Thursday, March 18, 2010
6V1 - Vengeance on Varos 1
Season 22's downward turn in quality continues with Episode One of Vengeance on Varos. The first impression of this story is that it feels cold, dark, and empty. It looks far too much like cheap scenery flats in a television studio to be believable, and this story isn't clever enough to be parodying the fact that the story is set in a cheap television studio. The prison dome is also far too quiet a place for such horrible acts to apparently take place in. The info dump scene between Rondel and Areta is painfully quiet and dull, despite the beams of search lights flashing across the scene giving the impression of something much more exciting happening nearby.
Unless, of course, Varos IS clever enough to be this meta-textual. If it was, then it's crowning glory would be to poke fun at people trying to act on reality shows by casting people who couldn't act in real life. Enter Geraldine Alexander as Areta and Jason Connery as Jondar, both trying to outdo each other in the shoddy acting department. Connery just wins out, displaying his vivid impression of a birch tree that somehow won him the job of Robin Hood a scant few months after Varos.
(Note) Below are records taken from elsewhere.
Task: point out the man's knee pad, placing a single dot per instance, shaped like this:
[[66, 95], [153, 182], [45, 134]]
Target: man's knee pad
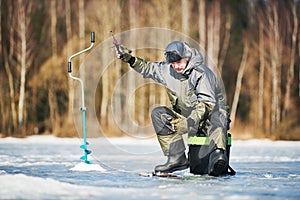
[[160, 117]]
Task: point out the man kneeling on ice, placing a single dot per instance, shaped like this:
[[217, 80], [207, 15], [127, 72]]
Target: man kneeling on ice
[[198, 105]]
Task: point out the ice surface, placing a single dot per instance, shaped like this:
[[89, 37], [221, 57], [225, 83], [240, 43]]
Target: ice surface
[[46, 167], [87, 167]]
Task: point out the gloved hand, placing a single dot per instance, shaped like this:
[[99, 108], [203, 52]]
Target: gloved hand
[[123, 53], [179, 125]]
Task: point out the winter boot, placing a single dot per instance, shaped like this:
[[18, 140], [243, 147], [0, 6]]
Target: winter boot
[[174, 163], [218, 163]]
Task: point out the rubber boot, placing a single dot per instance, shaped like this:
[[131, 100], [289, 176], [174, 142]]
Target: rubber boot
[[174, 163], [218, 163]]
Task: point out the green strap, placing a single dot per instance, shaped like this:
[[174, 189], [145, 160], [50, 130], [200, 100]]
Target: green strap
[[194, 140]]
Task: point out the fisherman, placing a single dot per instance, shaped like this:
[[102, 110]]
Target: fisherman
[[198, 105]]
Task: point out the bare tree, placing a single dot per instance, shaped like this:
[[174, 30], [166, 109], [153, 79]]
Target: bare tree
[[239, 82], [261, 74], [291, 71], [69, 53]]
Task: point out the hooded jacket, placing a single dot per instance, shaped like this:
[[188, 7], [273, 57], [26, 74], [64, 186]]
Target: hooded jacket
[[194, 92]]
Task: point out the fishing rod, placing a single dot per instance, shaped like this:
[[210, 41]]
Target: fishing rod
[[120, 48], [83, 108]]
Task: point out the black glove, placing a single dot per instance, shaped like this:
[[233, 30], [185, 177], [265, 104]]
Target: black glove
[[123, 53]]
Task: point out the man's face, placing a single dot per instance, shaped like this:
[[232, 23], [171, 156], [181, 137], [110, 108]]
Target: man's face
[[180, 65]]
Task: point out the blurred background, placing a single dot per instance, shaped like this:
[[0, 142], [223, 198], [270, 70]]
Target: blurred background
[[254, 44]]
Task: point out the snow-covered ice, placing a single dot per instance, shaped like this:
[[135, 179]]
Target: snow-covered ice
[[46, 167]]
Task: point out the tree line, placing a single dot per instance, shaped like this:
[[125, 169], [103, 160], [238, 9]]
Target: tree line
[[254, 44]]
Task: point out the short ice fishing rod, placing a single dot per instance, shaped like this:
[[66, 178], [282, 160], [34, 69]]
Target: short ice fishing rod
[[83, 108], [120, 48]]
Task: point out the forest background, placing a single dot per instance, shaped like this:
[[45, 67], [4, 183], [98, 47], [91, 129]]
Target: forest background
[[254, 43]]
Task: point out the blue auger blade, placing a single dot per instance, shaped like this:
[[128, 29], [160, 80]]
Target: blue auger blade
[[84, 146], [87, 151], [84, 157]]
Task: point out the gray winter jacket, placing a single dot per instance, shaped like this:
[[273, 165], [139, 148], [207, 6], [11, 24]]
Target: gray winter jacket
[[194, 93]]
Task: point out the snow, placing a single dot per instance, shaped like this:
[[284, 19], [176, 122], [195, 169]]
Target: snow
[[88, 167], [46, 167]]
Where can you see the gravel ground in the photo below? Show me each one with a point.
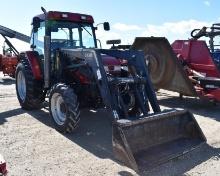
(31, 146)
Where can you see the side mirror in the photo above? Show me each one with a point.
(106, 26)
(36, 23)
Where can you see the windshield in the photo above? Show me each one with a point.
(71, 35)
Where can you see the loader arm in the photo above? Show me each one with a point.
(147, 138)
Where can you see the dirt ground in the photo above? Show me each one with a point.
(31, 146)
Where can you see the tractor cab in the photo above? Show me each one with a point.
(66, 30)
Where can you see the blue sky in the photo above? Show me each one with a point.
(172, 19)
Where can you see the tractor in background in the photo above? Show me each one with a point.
(188, 67)
(65, 66)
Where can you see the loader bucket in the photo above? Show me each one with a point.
(150, 141)
(165, 70)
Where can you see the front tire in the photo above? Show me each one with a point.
(64, 108)
(29, 91)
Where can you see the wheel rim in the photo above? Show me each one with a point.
(58, 109)
(21, 85)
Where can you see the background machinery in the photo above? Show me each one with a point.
(189, 67)
(9, 58)
(65, 65)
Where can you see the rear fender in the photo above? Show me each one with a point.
(33, 58)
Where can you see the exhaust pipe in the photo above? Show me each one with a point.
(47, 61)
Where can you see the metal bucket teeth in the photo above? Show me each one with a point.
(153, 140)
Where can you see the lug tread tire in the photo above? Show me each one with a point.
(72, 106)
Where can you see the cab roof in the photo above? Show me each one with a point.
(66, 16)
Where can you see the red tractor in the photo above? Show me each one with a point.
(66, 67)
(188, 67)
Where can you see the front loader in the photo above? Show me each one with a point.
(68, 67)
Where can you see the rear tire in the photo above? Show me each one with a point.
(29, 91)
(64, 108)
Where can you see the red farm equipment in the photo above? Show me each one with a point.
(66, 66)
(188, 67)
(9, 58)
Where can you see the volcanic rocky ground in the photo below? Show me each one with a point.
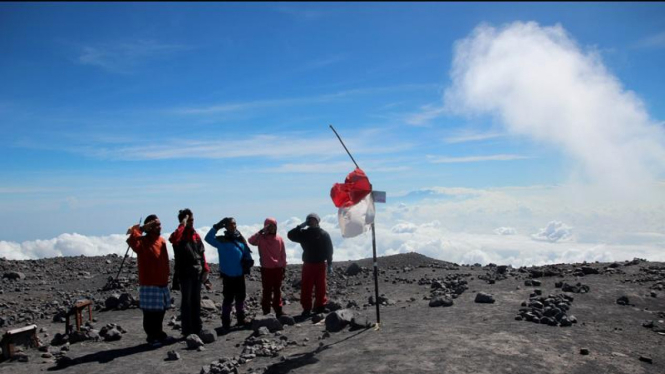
(435, 317)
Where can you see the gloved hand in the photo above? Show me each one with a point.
(129, 230)
(220, 225)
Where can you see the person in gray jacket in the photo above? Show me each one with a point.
(317, 249)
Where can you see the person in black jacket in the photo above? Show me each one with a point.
(190, 271)
(317, 249)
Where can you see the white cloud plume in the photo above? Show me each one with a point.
(505, 231)
(554, 232)
(539, 83)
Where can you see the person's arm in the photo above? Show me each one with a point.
(254, 239)
(176, 268)
(210, 237)
(206, 267)
(282, 253)
(134, 241)
(176, 236)
(295, 235)
(329, 251)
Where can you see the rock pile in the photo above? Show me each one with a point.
(551, 310)
(338, 320)
(222, 366)
(577, 288)
(444, 290)
(263, 347)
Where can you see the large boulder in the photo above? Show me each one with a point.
(484, 298)
(339, 319)
(193, 341)
(268, 321)
(287, 320)
(112, 301)
(208, 304)
(353, 269)
(207, 336)
(13, 275)
(359, 321)
(441, 301)
(125, 301)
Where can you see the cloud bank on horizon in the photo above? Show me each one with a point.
(503, 226)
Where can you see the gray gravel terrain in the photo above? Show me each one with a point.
(566, 318)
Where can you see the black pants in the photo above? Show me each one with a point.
(152, 324)
(190, 306)
(234, 290)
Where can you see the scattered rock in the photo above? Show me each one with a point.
(578, 288)
(112, 301)
(646, 359)
(172, 356)
(13, 275)
(623, 300)
(441, 301)
(353, 270)
(268, 321)
(338, 320)
(207, 336)
(286, 320)
(208, 304)
(318, 318)
(484, 298)
(193, 341)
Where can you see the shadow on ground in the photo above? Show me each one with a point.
(304, 359)
(101, 357)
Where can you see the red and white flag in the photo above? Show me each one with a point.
(355, 203)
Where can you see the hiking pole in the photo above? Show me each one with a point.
(376, 265)
(124, 258)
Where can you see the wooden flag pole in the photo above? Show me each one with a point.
(375, 263)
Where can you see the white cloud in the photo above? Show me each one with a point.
(284, 146)
(471, 137)
(473, 226)
(653, 41)
(505, 231)
(554, 232)
(123, 57)
(539, 83)
(404, 227)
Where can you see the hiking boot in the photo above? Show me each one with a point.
(226, 322)
(279, 312)
(242, 321)
(321, 309)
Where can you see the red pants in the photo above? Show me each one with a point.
(271, 279)
(313, 276)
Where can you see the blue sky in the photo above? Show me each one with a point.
(112, 111)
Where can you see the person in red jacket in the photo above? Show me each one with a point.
(191, 270)
(273, 265)
(153, 265)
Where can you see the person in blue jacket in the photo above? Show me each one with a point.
(232, 249)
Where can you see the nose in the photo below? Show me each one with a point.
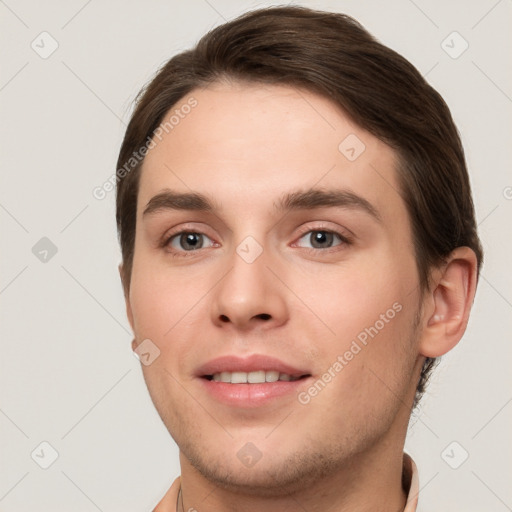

But Varos has been used as a lightning rod by those who criticize the apparent decreasing standards in taste and decency that were dragging Doctor Who down at around this time, and they may have a case in regards to the actions of the show's lead character. The Doctor is immediately sullen and defeated upon learning that the TARDIS is out of the vital (and, until now, unheard of) mineral Zeiton-7. It's left to the sarcastic Peri to try and berate The Doctor into doing something about their situation, at least when the two aren't bickering about burning dinners and other such trivial matters. These scenes not only show off The Doctor in a terrible light, but they prevent him from properly entering the story (not for the first time, and certainly not for the last).
When The Doctor does finally arrive on Varos, he and Peri rescue Jondar from certain death, but then The Doctor rigs up a laser cannon to fire blindly on anyone who comes around the corner. He doesn't even know what the situation is, and yet his first step is to kill random (and potentially innocent) victims, and to do it casually. The infamous acid bath sequence that occurs in Episode Two is nothing compared to this. 45 minutes of the worst elements of The Doctor we've seen in some time.